Besides, Aesthetic Realism shows that a person is the world, in his or her particular form. Whether that person is a stranger or shares a love nest with you, he or she is composed of the opposites that constitute reality itself. “The world, art, and self explain each other,” Mr. Siegel wrote: “each is the aesthetic oneness of opposites.” And in sentences I love, sentences great in English prose, he explains: “To know a person is to know the universe become throbbingly specific. It is always the universe on two feet, with two eyes, and an articulate mouth.” That is how people all over the world long to see another human being. It is the opponent of the contemptuous way of seeing a person, the possessive way, the bored way, the irritable way.
The World in a Person
Let us take the opposites with which the lecture we are serializing is concerned: slowness and speed. These opposites are often sources of annoyance and inter-punishment with couples: one walks too slowly, the other too fast; she wants things done in such a hurry, he waits so long before answering a question. But a woman can look at her husband, and a man at his wife, and ask: How are the opposites, reality’s opposites, of slowness and speed in this person I married? Is he, is she, trying to make them one?

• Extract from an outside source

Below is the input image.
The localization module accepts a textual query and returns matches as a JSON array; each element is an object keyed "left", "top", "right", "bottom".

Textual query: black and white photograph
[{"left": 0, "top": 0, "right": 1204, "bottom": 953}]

A man might say: “This woman who woke up beside me in bed happens to be the result of centuries: it took evolution or history or biology so long to get to just her. Yet this same person runs swiftly into the ocean surf on a summer day!
“I have seen that she has thoughts that can linger, on a leaf, a cloud, a cat, a situation in the news; yet a memory can come suddenly, so quickly, to her mind. Also, I have seen her sitting quietly in a chair, while blood was moving rapidly through her veins and ideas were in much motion in her mind.
“I see too that these opposites may trouble her: she can feel lethargic, and also agitated. Yet even when they are awry in her, they are still the world’s opposites, art’s opposites: she may not know what to do with slowness and speed, but in having them within her she has what all music, for example, depends on. In needing to make sense of fast and slow, she has the problem Beethoven dealt with in all of his symphonies.”
Eli Siegel showed and honored all the time the true grandeur of every human being, and reality itself. Because he did, Aesthetic Realism exists. And people can learn to see another proudly and kindly at last, to love truly, and to have the conversations we thirst for!